Along comes middle-aged Chris Daly, a one-time stringer for The Post and now a Boston University journalism professor. He asked on his blog, "Since when does The Post assign 27 year-olds to write Page 1 presidential campaign pieces?"

Editor Len Downey fired back, accusing Daly of a reckless, shoddy and irresponsible attack on a fine journalist and saying he owes Bacon an apology. Daly backed off a bit. Lots of other tackled the age issue on Jim Romenesko's media Web site.

Excuse me, but the old bowls like Jack Germond and Jules Witcover and Bruce Morton have largely retired. It's a young person's game.

Bob Woodward and Carl Bernstein were in their late 20s when they broke the Watergate scandal. Jon Meacham became Newsweek's managing editor at 29. He now runs the magazine.

Reporters in their 20s routinely risk their lives in Iraq.

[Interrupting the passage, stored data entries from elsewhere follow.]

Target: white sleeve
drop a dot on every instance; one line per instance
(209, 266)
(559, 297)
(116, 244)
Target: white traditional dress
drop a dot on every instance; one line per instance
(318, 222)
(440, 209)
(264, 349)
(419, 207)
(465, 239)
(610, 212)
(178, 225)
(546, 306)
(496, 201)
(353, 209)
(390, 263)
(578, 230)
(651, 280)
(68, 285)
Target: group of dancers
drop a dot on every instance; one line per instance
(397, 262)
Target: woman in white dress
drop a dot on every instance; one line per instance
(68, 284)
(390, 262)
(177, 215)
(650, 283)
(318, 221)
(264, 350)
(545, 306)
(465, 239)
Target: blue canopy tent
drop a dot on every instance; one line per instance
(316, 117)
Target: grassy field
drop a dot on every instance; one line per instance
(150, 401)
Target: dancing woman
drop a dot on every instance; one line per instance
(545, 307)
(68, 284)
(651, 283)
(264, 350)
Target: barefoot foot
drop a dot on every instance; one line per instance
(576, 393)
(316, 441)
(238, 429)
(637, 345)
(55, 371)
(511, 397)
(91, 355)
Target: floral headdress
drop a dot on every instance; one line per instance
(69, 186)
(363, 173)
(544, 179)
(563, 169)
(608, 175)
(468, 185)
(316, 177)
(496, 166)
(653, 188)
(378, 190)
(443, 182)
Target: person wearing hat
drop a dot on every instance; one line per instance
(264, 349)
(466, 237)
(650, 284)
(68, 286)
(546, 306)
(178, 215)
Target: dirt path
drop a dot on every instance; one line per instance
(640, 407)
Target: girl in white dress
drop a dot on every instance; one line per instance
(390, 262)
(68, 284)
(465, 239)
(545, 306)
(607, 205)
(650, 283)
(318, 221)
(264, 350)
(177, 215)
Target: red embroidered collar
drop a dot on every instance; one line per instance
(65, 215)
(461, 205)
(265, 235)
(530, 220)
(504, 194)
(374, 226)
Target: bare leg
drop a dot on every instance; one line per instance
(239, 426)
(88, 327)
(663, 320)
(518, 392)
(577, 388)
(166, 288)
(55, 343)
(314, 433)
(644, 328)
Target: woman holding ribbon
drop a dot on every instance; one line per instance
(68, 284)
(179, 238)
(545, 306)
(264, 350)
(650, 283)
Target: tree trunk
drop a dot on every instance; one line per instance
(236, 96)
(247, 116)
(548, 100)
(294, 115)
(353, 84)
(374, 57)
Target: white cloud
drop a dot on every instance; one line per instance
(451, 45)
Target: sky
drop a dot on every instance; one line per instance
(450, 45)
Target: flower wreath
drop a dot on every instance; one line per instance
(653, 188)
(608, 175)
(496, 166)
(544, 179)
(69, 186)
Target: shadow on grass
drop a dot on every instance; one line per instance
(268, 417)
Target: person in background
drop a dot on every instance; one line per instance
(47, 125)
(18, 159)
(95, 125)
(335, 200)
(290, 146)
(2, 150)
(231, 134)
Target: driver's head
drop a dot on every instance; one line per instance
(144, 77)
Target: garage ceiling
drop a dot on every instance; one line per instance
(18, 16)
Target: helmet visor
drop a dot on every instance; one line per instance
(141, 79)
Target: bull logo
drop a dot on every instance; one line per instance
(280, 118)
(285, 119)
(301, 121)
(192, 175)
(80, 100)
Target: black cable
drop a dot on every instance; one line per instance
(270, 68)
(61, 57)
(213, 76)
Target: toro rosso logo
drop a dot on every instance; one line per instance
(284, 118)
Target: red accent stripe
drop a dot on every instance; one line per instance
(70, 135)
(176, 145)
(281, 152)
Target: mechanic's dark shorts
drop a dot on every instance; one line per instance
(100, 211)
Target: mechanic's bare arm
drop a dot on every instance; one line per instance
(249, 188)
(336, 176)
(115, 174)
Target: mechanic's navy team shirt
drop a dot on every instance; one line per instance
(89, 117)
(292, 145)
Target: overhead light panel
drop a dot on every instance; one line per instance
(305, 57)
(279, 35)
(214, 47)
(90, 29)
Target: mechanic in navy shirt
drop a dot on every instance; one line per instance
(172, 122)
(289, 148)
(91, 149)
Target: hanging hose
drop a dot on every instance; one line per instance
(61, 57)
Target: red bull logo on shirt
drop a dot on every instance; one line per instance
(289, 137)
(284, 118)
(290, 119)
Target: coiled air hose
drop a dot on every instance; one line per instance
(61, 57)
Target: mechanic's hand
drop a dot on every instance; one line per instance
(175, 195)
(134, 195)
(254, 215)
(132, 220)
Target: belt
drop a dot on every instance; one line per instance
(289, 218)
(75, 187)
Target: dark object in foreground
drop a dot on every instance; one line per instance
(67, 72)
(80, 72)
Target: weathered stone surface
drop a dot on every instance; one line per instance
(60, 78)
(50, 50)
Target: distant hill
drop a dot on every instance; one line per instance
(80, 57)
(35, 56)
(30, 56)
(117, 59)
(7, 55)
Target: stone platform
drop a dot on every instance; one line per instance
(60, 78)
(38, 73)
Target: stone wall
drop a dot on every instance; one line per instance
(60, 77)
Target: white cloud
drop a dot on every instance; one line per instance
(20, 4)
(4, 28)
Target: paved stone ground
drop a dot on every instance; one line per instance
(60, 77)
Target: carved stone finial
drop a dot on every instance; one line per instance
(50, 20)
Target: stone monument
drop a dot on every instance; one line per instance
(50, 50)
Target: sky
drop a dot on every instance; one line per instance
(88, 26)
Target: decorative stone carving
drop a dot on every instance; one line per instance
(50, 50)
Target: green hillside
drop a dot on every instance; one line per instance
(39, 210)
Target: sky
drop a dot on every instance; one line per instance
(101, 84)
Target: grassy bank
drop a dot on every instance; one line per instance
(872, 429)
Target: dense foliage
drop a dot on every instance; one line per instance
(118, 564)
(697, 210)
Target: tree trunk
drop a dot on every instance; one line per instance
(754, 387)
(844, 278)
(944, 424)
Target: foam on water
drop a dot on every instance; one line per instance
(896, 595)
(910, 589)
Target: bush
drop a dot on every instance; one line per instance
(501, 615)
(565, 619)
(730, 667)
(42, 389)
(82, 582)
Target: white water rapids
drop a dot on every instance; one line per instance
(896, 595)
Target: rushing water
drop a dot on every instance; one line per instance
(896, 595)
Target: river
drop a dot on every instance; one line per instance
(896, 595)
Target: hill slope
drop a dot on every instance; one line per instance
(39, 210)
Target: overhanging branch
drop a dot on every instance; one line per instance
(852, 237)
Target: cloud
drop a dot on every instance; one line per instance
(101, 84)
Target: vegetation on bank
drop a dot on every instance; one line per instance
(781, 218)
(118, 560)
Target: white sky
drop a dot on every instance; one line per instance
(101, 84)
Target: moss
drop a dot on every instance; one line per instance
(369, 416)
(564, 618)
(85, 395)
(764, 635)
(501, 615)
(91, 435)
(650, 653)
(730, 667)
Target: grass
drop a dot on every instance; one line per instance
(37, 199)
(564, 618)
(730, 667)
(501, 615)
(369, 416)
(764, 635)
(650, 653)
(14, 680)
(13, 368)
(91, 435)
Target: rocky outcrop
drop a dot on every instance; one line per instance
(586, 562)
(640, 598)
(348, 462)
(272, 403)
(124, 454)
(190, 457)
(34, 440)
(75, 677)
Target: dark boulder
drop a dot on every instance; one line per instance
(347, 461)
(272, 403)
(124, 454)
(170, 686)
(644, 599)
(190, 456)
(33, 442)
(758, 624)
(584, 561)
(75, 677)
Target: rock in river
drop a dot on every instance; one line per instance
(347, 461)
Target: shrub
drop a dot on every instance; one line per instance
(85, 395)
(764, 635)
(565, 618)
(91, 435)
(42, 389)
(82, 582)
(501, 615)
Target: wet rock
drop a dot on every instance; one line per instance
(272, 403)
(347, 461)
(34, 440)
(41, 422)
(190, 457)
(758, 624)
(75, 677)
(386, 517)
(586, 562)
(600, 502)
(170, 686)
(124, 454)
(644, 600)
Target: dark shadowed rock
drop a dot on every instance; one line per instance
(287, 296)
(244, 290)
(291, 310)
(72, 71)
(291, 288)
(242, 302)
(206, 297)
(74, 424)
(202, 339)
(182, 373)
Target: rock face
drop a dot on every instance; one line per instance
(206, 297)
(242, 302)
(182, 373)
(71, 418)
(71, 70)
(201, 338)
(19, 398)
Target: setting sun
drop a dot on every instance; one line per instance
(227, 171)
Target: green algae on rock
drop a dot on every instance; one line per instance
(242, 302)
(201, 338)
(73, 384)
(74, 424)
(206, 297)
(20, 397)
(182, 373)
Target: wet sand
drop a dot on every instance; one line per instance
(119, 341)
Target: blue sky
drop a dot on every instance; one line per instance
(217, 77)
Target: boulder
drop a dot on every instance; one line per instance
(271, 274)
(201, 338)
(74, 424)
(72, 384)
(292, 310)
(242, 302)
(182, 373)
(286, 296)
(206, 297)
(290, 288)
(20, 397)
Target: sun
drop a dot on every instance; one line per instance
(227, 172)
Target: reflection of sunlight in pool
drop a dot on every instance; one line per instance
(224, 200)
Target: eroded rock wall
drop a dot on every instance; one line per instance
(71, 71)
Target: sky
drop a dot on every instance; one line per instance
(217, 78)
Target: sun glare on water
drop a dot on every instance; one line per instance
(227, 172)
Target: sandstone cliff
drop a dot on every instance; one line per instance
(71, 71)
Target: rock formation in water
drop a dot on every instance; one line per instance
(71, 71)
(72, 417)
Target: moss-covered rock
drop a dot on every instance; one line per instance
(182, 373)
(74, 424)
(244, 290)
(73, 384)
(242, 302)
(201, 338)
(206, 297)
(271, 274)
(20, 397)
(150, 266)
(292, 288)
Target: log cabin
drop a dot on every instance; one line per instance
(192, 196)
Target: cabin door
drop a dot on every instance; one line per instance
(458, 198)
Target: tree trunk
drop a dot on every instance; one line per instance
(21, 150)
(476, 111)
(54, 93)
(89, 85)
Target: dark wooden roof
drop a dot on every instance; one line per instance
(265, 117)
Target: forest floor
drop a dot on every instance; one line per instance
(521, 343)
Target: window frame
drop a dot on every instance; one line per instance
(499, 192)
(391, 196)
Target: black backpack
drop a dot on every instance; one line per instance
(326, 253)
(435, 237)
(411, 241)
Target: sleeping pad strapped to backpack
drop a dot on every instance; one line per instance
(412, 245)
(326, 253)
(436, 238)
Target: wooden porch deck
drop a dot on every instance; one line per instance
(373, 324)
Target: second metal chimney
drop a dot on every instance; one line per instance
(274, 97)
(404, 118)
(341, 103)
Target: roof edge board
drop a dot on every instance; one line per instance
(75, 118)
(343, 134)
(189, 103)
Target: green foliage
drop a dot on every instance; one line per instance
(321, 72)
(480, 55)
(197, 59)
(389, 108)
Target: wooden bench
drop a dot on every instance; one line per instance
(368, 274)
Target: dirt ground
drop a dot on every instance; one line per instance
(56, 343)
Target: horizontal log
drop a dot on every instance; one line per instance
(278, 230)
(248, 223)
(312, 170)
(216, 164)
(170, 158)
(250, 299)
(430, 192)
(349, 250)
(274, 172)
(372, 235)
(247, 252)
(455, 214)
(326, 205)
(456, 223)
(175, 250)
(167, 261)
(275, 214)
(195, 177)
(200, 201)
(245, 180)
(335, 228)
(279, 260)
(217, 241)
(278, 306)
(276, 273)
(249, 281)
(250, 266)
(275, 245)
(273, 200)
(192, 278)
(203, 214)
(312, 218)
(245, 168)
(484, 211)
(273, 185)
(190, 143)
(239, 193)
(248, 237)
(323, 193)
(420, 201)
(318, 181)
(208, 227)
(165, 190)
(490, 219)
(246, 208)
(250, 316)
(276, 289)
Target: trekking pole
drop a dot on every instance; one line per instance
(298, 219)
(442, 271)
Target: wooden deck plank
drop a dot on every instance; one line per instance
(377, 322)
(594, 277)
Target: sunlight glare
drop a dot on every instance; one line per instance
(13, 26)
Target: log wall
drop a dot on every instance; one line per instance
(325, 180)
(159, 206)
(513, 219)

Philip Roth was 26 when he published his first major novel, "Goodbye, Columbus." Paul McCartney was 21 and John Lennon 23 when they landed on "The Ed Sullivan Show," having started writing the songs that would change music forever.

Mark Zuckerberg is the billionaire who created Facebook. He's all of 23 years old.

(END VIDEOTAPE)

KURTZ: Now, a bit of seasoning and a few extra wrinkles does help in covering presidential politics. I know a bit more about the game than when I was a rookie chasing after candidate Jimmy Carter. But to suggest that a talented young reporter can't produce Page 1 journalism sounds to me like a case of creeping old fogyism.

Well, that's it for this edition of RELIABLE SOURCES.

I'm Howard Kurtz.

Join us again next Sunday morning, 10:00 a.m. Eastern, for another critical look at the media.